In a televised public address Monday, Duterte said it would lead to war if the Philippines asserts its rights in areas being claimed by China in the West Philippine Sea.
He said he would only deploy military ships should China go after oil and mineral resources in the area.
"We do not send gray ships to --- mga war ships diyan --- na para ipakita lang natin sa Pilipino na maski na ilang balik natin doon, wala talagang mangyari because we are not in the possession of the sea. Sa kanila eh," Duterte said.
(We do not send gray ships to, war ships there, just to show something to Filipinos, but no matter how frequent we return there, nothing will happen because we are not in the possession of the sea. They have it.)
Despite China's assertive maritime agenda in the area, Poling said Duterte's "not going to suddenly change who he is."
"He's not gonna change his opinion on China or on the US. The best that can be hope for those who want a stronger policy on West Philippine Sea is that he will just kind of stay out of the way of the DND (Department of National Defense), AFP (Armed Forces of the Philippines) and DFA (Department of Foreign Affairs)," he said.
Manila's top diplomat and defense chief have demanded Beijing for weeks to pull out its ships monitored to be in Philippine waters since early March.
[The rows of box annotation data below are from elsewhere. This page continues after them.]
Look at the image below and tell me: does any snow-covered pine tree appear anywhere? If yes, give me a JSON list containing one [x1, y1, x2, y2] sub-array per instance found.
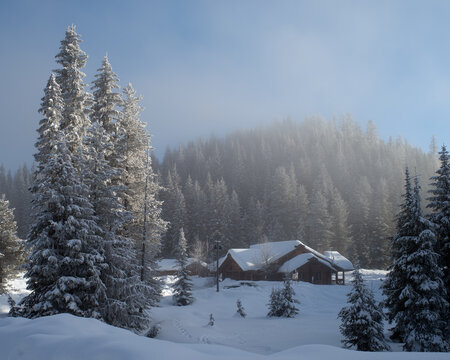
[[338, 266, 389, 351], [428, 145, 450, 302], [382, 168, 417, 341], [400, 177, 449, 352], [163, 167, 186, 258], [116, 84, 167, 306], [20, 131, 105, 318], [0, 194, 23, 294], [236, 299, 247, 318], [383, 171, 448, 351], [173, 228, 194, 306], [54, 25, 90, 155], [267, 280, 298, 318], [34, 74, 64, 175]]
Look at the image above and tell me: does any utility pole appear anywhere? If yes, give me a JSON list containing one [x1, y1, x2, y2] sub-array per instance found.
[[214, 238, 222, 292], [141, 149, 150, 281]]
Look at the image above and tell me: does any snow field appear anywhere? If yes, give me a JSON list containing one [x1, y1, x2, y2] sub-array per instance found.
[[0, 271, 444, 360]]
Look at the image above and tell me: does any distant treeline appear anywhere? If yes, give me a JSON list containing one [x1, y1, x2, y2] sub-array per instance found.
[[153, 118, 438, 268], [0, 118, 438, 268], [0, 164, 32, 239]]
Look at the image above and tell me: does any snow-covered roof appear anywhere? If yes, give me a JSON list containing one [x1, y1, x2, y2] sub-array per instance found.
[[250, 240, 304, 263], [323, 251, 354, 271], [220, 240, 353, 272], [278, 253, 336, 273], [219, 240, 303, 271], [157, 258, 207, 271]]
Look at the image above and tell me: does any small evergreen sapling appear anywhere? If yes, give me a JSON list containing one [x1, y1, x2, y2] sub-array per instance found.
[[208, 314, 214, 326], [236, 299, 247, 318], [338, 267, 389, 351], [267, 280, 298, 318]]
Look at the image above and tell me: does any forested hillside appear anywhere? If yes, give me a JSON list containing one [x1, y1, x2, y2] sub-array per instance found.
[[0, 118, 438, 268], [153, 117, 438, 268]]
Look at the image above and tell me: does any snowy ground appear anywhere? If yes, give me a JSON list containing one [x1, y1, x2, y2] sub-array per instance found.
[[0, 270, 450, 360]]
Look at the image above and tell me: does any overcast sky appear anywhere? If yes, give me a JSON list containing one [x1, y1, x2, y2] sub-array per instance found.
[[0, 0, 450, 170]]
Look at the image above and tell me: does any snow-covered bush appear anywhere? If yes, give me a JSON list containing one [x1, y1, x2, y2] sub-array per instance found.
[[338, 268, 389, 351], [267, 280, 298, 318], [236, 299, 247, 318]]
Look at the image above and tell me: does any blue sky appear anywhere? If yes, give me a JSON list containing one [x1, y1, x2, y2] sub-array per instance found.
[[0, 0, 450, 169]]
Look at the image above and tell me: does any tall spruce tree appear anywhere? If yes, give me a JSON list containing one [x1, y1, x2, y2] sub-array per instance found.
[[115, 84, 167, 306], [383, 169, 448, 351], [0, 194, 23, 294], [173, 228, 194, 306], [338, 266, 389, 351], [84, 57, 149, 332], [383, 168, 416, 341], [400, 177, 449, 352], [54, 25, 90, 153], [428, 145, 450, 302], [20, 131, 106, 318]]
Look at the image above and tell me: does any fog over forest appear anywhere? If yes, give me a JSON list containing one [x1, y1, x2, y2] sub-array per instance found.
[[153, 117, 438, 268], [0, 117, 438, 268]]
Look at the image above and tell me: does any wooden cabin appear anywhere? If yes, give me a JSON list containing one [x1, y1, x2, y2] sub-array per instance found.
[[219, 240, 353, 285]]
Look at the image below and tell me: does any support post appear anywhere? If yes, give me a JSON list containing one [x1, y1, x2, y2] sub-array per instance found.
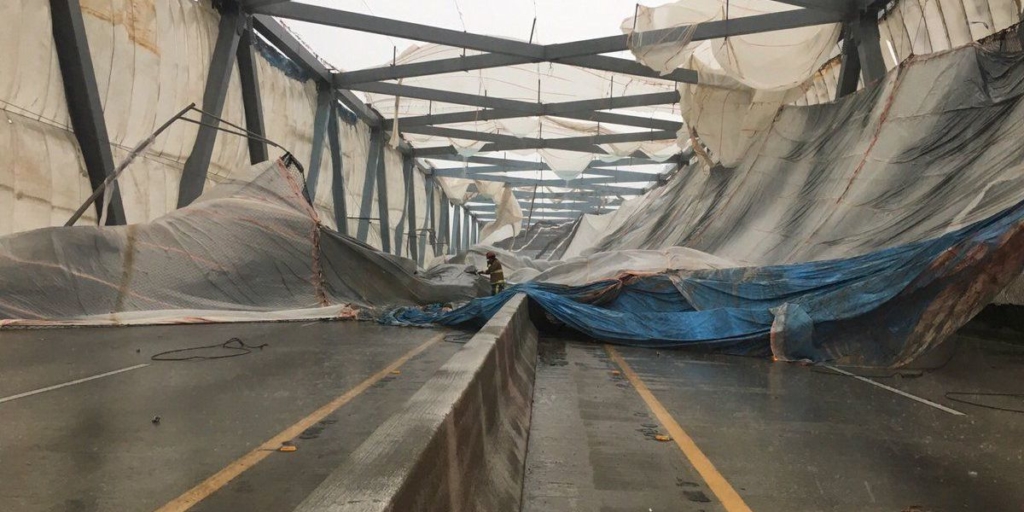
[[836, 23, 860, 99], [355, 128, 381, 243], [402, 157, 415, 266], [419, 176, 437, 266], [377, 134, 391, 253], [449, 205, 462, 255], [327, 101, 348, 234], [178, 2, 243, 208], [434, 190, 452, 255], [236, 27, 270, 164], [306, 82, 334, 201], [50, 0, 126, 225]]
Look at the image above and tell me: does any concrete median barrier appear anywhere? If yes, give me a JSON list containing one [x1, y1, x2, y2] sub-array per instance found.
[[296, 295, 537, 512]]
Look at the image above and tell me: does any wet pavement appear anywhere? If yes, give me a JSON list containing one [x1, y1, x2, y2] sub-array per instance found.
[[0, 322, 460, 512], [523, 336, 1024, 512]]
Duterte did not speak about the issue until Monday.
On Tuesday, Duterte's spokesman, Harry Roque, said there is a status quo on the maritime disputes with China because the Philippines has no military power to take back the seized features, including some artificial islands in the West Philippine Sea.
"Modus vivendi na lang po tayo ‘no, na nakaukit naman sa papel kung ano iyong ating karapatan. At bagama’t hindi natin napapatupad ito ay hindi naman mabubura ng Tsina iyan," said Roque.
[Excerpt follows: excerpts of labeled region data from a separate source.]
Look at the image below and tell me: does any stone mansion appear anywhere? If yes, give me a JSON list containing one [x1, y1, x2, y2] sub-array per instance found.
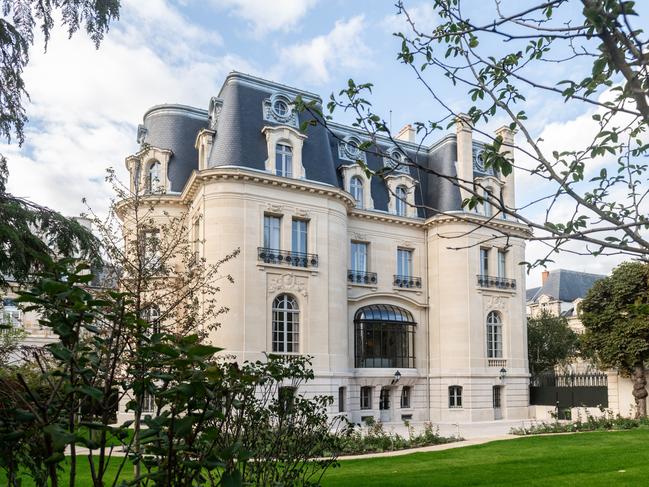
[[126, 72, 529, 422]]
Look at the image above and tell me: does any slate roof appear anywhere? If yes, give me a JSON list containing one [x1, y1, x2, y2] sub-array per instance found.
[[142, 71, 470, 216], [526, 269, 606, 302]]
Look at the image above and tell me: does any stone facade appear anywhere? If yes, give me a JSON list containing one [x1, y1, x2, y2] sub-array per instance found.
[[117, 73, 529, 423]]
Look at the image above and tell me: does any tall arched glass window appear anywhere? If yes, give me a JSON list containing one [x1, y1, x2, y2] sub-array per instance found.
[[354, 304, 417, 368], [146, 161, 162, 193], [487, 311, 503, 358], [349, 176, 363, 208], [275, 144, 293, 178], [273, 294, 300, 353], [395, 186, 408, 216]]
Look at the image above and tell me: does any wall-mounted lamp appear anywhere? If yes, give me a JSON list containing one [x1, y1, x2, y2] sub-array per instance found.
[[390, 370, 401, 384]]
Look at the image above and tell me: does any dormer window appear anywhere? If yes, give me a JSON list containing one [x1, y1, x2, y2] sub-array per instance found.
[[275, 144, 293, 178], [338, 136, 365, 162], [395, 186, 408, 216], [273, 98, 289, 117], [263, 93, 298, 127], [349, 176, 363, 209], [146, 161, 162, 193]]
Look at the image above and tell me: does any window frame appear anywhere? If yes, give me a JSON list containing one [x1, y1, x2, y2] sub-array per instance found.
[[349, 175, 365, 210], [360, 386, 374, 410], [486, 311, 503, 358], [271, 293, 300, 354], [263, 213, 282, 250], [448, 385, 464, 409], [397, 247, 414, 277], [275, 140, 294, 178], [399, 386, 412, 409], [394, 184, 408, 216]]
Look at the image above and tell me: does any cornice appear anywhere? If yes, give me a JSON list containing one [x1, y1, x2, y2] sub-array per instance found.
[[424, 213, 532, 238]]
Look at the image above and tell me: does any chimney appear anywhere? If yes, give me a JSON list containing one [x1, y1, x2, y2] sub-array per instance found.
[[395, 124, 416, 142]]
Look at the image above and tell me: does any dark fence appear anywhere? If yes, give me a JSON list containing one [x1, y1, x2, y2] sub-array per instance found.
[[530, 372, 608, 410]]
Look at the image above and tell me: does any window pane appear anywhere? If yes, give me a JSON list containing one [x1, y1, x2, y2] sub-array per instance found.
[[264, 215, 282, 250]]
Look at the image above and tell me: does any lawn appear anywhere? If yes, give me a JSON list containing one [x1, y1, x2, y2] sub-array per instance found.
[[324, 429, 649, 487], [6, 429, 649, 487]]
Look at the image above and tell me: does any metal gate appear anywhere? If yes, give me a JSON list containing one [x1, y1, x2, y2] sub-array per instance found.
[[530, 372, 608, 416]]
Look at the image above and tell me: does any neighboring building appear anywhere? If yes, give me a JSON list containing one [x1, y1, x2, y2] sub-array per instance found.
[[117, 72, 529, 423], [526, 269, 606, 333], [527, 269, 635, 419]]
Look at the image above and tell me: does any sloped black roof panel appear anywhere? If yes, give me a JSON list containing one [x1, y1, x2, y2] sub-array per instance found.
[[144, 105, 207, 192]]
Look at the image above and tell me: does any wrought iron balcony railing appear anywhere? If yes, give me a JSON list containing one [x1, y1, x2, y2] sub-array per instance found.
[[393, 274, 421, 289], [257, 247, 318, 267], [478, 274, 516, 290], [347, 269, 377, 285]]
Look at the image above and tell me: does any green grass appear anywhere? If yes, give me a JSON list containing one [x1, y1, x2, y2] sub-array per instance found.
[[324, 429, 649, 487], [5, 428, 649, 487]]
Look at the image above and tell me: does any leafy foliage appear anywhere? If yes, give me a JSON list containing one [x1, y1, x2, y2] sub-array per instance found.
[[296, 0, 649, 266], [0, 0, 120, 287], [527, 310, 579, 374], [581, 262, 649, 416]]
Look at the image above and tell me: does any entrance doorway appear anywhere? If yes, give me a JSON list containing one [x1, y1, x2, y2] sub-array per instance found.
[[492, 386, 503, 419]]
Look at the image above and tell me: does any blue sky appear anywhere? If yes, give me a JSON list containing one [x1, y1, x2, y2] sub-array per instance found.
[[1, 0, 640, 284]]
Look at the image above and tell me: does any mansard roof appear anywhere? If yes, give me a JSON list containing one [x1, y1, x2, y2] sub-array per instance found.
[[138, 72, 476, 216], [526, 269, 606, 303]]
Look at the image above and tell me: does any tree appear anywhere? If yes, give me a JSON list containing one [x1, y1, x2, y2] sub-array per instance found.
[[527, 310, 579, 374], [0, 0, 120, 287], [581, 262, 649, 417], [297, 0, 649, 265]]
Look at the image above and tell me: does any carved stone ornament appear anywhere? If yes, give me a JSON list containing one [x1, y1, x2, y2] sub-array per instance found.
[[266, 203, 284, 213], [268, 274, 308, 297], [485, 296, 507, 310]]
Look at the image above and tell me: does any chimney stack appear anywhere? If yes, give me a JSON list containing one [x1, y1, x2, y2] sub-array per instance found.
[[395, 124, 416, 142]]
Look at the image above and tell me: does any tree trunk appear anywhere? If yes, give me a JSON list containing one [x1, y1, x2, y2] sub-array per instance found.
[[631, 364, 647, 418]]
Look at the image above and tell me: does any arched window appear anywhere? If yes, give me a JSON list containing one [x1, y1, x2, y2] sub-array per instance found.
[[487, 311, 503, 358], [354, 304, 417, 368], [275, 144, 293, 178], [146, 161, 162, 193], [349, 176, 363, 208], [273, 294, 300, 353], [394, 186, 408, 216]]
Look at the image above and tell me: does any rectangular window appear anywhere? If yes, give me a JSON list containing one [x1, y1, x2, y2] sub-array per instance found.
[[401, 386, 412, 409], [192, 218, 201, 261], [291, 219, 308, 254], [351, 242, 369, 272], [277, 386, 295, 414], [361, 386, 372, 409], [498, 250, 507, 278], [142, 391, 155, 413], [480, 248, 489, 276], [448, 386, 462, 408], [379, 387, 390, 411], [493, 386, 502, 409], [264, 215, 282, 250], [483, 189, 493, 217], [397, 249, 412, 277]]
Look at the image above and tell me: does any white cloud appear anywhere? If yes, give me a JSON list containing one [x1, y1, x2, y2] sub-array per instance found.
[[380, 2, 439, 34], [213, 0, 317, 35], [280, 15, 371, 84], [0, 0, 254, 215]]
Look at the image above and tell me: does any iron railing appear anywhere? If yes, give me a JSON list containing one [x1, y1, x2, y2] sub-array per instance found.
[[477, 274, 516, 289], [530, 372, 608, 387], [257, 247, 318, 267], [393, 274, 421, 289], [347, 269, 378, 285]]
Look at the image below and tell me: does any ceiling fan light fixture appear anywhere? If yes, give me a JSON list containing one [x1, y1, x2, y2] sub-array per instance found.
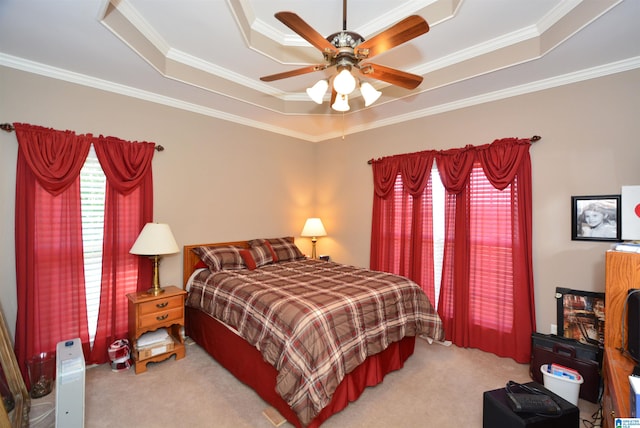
[[307, 79, 329, 104], [360, 82, 382, 107], [333, 68, 356, 95], [331, 94, 351, 112]]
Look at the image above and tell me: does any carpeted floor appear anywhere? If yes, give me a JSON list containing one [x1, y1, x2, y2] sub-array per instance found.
[[30, 340, 598, 428]]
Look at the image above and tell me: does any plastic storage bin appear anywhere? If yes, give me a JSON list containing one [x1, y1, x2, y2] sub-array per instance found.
[[540, 364, 584, 406], [27, 352, 56, 398]]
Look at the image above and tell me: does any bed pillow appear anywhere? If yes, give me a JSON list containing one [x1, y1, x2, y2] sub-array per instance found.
[[240, 245, 273, 270], [247, 239, 278, 263], [250, 238, 305, 262], [193, 246, 247, 272]]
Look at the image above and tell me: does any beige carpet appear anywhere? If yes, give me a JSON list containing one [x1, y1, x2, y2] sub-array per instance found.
[[31, 340, 598, 428]]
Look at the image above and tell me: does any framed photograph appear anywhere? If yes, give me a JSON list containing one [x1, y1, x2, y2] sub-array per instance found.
[[556, 287, 605, 347], [571, 195, 622, 241]]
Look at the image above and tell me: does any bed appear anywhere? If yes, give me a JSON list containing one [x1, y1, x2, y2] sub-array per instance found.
[[183, 237, 444, 427]]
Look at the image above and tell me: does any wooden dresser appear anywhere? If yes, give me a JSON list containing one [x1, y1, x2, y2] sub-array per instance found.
[[127, 286, 187, 374], [602, 251, 640, 428]]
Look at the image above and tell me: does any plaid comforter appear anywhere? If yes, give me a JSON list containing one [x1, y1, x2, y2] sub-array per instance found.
[[186, 260, 444, 425]]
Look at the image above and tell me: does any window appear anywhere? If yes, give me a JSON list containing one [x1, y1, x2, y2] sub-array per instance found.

(It's modus vivendi for us. But our rights are already assured on paper. But while we cannot enforce those, China cannot erase the same.)
"It’s not the Philippines saying, we cannot enforce it. It’s just the nature of international law sa ngayon na wala tayong (now that there is no) enforcement mechanism when it comes to arbitral awards," he added.
For Poling, inaction on the West Philippine Sea issue threatens the livelihood of Filipino fishermen and food security of millions of Filipinos.
The West Philippine Sea is the Philippines' exclusive economic zone in the South China Sea, a major trade route that is also believed to hold valuable oil and gas deposits.
"The South China Sea is the most productive fishing ground on the planet. An estimated 12 percent of all the fish in the world are caught in the South China Sea. Mostly, they are caught by small-scale fisher boats from the Philippines and from Vietnam," Poling said.
"Certainly, what China is doing is taking the livelihood away from the tens of thousands of Filipino fishers who have been operating these waters for generations and threatening the food security of millions of Filipino citizens."
Retired Supreme Court Senior Associate Justice Antonio Carpio challenged Duterte to speak up against China's incursions in the West Philippine Sea, saying China is not listening to his alter egos.
"China will listen only to the leader of the nation. If the President is silent, then China will continue," said Carpio, who was part of the Philippine team that argued the country's rights in the West Philippine Sea before the Permanent Court of Arbitration at The Hague.
While Duterte speaking out would not guarantee that Chinese vessels would leave, the "Chinese will take us seriously."
"They will feel the heat because they will lose a friend if the President will speak," Carpio said.
Beijing claims the South China Sea in entirety despite having no legal basis, as adjudged by the UN-backed arbitration court in 2016.
Duterte forged friendlier relations with China when he assumed power in 2016, temporarily setting aside the maritime disputes in favor of economic aid and investments.